A couple weeks ago I shared a post called 3 Ways To Heal Your Soul,
And I mention one of the ways I heal my soul is by doing things that make me happy.
Well, after I posted 3 Ways To Heal Your Soul,
I realized I don’t often do the things that make me happy.
I love painting furniture, decorating cakes, creating art, dancing and cooking new recipes.
But, I can’t remember the last time I decorated a cake just for fun.
I can’t remember the last time I browsed around an old thrift store in search of my next vintage fixer upper.
I also can’t remember when I cooked a new meal for the simple pleasure of creating and not out of daily routine or necessity.
Before the blog, I was a housewife with nothing to focus on.
I’d paint furniture and experiment with new recipes all the time.
I attended improv classes and art classes.
And these things made me happy.
Now that I have the bog, my priorities have shifted, and I’m glad they have.
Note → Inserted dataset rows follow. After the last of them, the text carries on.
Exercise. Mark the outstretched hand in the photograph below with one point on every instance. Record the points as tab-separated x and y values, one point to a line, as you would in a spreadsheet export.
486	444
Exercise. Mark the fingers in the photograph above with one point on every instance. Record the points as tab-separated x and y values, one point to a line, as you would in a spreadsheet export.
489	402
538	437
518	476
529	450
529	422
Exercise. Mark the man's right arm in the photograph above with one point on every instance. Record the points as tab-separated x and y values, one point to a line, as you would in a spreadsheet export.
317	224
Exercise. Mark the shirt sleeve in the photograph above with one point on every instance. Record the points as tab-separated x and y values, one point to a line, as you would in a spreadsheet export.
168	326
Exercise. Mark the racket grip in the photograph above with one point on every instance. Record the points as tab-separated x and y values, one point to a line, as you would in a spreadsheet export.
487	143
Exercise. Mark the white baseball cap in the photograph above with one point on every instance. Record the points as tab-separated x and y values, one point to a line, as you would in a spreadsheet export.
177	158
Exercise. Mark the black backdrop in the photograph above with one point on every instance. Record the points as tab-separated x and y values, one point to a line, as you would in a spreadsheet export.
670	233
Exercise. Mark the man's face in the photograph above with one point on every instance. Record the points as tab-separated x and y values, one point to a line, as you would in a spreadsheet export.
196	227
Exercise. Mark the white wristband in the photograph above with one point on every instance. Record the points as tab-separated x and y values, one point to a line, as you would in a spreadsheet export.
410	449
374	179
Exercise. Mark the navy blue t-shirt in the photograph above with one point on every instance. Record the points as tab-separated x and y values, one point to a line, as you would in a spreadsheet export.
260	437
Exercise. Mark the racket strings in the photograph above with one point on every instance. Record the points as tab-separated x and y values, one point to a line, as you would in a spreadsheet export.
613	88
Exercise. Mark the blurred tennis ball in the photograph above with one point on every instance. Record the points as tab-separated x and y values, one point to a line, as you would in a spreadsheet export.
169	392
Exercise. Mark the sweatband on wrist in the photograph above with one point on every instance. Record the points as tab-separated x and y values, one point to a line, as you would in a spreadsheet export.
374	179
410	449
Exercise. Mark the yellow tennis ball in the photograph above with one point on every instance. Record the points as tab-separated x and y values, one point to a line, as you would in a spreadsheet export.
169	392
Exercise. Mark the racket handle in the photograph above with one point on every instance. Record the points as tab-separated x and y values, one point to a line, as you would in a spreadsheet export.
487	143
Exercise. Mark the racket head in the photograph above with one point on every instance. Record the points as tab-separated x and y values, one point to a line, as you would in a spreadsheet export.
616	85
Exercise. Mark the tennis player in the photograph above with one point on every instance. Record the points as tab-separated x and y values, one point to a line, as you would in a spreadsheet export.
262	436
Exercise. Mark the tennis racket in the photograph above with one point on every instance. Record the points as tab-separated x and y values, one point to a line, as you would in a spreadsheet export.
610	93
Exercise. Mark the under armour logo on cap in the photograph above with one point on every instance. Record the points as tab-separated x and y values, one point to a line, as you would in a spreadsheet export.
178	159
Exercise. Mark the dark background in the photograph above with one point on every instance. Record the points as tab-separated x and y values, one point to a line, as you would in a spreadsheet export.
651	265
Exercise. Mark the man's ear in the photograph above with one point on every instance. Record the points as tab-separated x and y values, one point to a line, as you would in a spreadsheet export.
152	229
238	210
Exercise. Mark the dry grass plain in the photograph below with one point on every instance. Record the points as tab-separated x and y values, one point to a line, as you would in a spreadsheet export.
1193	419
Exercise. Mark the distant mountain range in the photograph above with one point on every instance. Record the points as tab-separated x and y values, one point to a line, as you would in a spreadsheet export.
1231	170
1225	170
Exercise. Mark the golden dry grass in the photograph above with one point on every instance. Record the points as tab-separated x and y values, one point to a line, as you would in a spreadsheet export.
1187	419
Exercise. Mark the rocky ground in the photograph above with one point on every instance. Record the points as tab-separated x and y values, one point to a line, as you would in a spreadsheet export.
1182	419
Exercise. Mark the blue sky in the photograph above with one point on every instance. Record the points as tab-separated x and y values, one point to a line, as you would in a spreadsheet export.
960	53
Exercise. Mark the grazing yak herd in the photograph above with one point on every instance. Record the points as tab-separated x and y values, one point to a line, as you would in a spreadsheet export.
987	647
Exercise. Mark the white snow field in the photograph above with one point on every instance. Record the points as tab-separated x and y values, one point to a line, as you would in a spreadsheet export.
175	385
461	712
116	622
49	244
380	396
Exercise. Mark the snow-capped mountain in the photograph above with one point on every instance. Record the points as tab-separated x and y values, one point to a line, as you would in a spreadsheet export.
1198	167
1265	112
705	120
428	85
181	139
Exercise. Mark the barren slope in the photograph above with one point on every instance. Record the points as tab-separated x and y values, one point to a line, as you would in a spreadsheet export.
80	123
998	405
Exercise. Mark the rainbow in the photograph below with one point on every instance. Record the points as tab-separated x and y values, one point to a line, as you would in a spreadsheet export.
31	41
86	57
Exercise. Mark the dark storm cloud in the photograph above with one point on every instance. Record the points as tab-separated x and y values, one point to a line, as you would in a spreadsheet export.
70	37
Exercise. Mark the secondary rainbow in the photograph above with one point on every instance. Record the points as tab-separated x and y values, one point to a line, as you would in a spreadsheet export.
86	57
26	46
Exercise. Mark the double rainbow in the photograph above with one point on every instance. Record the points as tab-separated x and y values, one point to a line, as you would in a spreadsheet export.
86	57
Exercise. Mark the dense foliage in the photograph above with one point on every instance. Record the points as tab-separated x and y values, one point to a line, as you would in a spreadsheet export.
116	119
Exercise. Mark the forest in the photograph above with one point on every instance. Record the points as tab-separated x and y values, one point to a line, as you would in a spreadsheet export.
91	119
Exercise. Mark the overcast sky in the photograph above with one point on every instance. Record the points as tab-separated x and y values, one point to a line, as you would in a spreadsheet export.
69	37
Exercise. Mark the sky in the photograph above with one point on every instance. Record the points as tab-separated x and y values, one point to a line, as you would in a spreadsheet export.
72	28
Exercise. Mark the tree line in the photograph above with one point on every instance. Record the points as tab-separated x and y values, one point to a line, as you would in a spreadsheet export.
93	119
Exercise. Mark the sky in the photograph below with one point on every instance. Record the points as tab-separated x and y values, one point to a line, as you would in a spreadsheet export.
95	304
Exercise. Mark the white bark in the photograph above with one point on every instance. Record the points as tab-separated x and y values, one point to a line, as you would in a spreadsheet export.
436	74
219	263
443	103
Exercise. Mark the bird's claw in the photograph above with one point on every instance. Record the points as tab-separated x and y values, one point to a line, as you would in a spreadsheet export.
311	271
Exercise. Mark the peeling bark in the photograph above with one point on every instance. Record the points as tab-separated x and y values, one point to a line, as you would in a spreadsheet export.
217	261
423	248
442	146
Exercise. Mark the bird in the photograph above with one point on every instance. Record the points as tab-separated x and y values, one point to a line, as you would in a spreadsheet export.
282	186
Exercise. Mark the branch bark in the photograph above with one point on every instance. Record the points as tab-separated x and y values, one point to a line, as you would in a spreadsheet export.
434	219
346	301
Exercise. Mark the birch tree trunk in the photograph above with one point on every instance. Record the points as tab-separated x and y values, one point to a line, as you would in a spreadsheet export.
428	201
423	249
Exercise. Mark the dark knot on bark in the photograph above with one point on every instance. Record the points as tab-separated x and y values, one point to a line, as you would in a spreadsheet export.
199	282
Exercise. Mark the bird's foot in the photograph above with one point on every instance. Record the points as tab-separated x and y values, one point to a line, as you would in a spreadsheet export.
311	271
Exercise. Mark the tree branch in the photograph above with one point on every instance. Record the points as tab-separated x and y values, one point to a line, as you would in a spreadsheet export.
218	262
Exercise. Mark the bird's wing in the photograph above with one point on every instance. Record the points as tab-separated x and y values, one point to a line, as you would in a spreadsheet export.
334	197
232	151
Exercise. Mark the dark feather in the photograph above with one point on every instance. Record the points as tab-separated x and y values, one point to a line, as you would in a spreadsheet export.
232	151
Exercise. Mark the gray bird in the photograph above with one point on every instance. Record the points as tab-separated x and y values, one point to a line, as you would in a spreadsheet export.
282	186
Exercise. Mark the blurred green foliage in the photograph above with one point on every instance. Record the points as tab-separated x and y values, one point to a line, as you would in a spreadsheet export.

I don’t want to just chill everyday painting furniture and making cakes.
And while my blog may be just a blog, it feels good to do work that matters to me.
For some reason, I have lost sight of doing the things I love.
I don’t spend time painting or going to improv because that time could be put towards writing content, taking pictures, editing those pictures, finding hashtags, making newsletters, filming videos for youtube, editing the videos and working on my side project. (Which I won’t reveal yet, but am excited about it!)
Needless to say, there is always something I could be doing.
Making time to do something just because it makes me happy, makes no sense when I feel like I’m always behind and playing catch up.
This has been my mindset for the last year.
But, I shouldn’t be sacrificing my happiness for work.
While writing my blog makes me happy, what I share doesn’t always make me happy.
Sometimes what I write puts me in a bad mood.
And it’s okay because it’s how I’m feeling in the moment and sharing it is how I heal.
But, I also heal through creating and having fun and this last year I lost my fun, creative side.
Now that I’ve noticed it, I can bring it back.
So my challenge to myself is to set aside one hour a week to do something fun.
Dance, paint, sing, bake, draw or try something new that I’ve always wanted to try.
Because this healing process, and life, doesn’t always have to be so serious.
What is something fun you can do for one hour this week totally for yourself?